Editorial Commentary: Evaluate for the Beighton Score and Additional Radiographic Signs of Instability Prior to Proceeding With Hip Arthroscopy in Patients With Combined Borderline Hip Dysplasia and Excessive Femoral Anteversion


Femoral version abnormalities have been increasingly recognized as a key factor in the pathogenesis of nonarthritic hip pain. Excessive femoral anteversion (EFA), defined as femoral anteversion greater than 20°, has been postulated to create unstable alignment of the hip, which is exacerbated in patients with concomitant borderline hip dysplasia (BHD). The optimal treatment algorithm for hip pain in EFA-BHD patients remains debated, with some surgeons advocating against arthroscopic procedures in isolation owing to the combined instability due to the femoral and acetabular abnormalities. When determining the treatment approach for an EFA-BHD patient, clinicians should discern whether the patient is presenting with symptoms due to femoroacetabular impingement versus hip instability.
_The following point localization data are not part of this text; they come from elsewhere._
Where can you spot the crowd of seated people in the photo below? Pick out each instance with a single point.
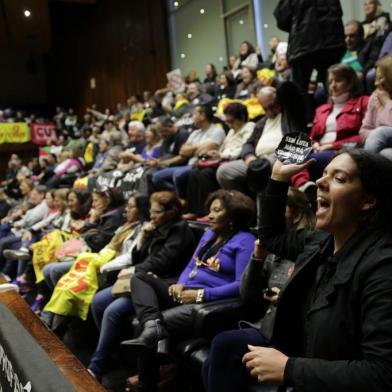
(112, 201)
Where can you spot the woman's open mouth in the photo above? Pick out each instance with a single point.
(322, 205)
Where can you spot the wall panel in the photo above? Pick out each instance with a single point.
(122, 44)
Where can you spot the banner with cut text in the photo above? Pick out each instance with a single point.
(14, 133)
(43, 134)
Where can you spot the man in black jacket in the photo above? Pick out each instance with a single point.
(316, 37)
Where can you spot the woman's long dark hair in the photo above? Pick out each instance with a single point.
(116, 199)
(143, 205)
(85, 201)
(375, 174)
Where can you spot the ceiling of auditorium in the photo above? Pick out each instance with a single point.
(33, 32)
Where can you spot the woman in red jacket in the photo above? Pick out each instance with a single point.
(336, 123)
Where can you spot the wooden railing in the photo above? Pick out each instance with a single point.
(72, 369)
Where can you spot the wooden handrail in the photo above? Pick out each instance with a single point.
(67, 363)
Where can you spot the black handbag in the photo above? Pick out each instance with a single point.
(258, 174)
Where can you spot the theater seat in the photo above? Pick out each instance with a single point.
(210, 319)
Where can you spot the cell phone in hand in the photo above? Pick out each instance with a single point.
(269, 292)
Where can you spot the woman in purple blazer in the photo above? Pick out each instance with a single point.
(213, 273)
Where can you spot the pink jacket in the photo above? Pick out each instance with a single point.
(348, 121)
(376, 117)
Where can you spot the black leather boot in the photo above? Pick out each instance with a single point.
(152, 333)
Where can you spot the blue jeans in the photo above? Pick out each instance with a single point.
(172, 179)
(111, 315)
(224, 370)
(380, 141)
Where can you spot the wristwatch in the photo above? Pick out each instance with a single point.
(199, 296)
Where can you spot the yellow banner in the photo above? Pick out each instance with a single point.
(14, 133)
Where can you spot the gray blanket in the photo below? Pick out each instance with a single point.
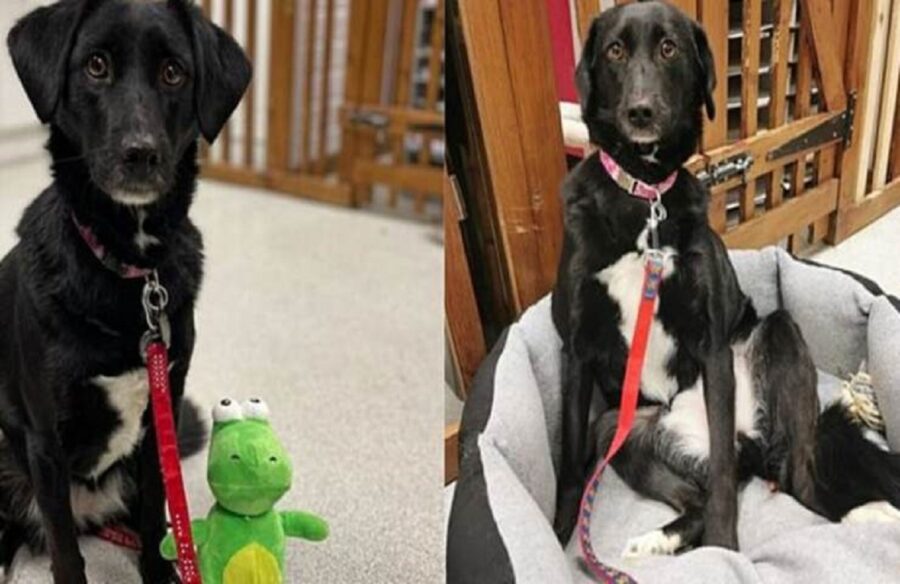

When addressing symptomatic hip instability, clinicians are encouraged to evaluate for the Beighton score and additional radiographic factors (other than the lateral center-edge angle) suggestive of instability, such as a Tönnis angle greater than 10°, coxa valga, and deficient anterior or posterior acetabular wall coverage. Because the combination of these additional instability findings with EFA-BHD may portend an inferior outcome after arthroscopic treatment in isolation, an open procedure such as periacetabular osteotomy can be a more reliable treatment option for symptomatic hip instability in this cohort.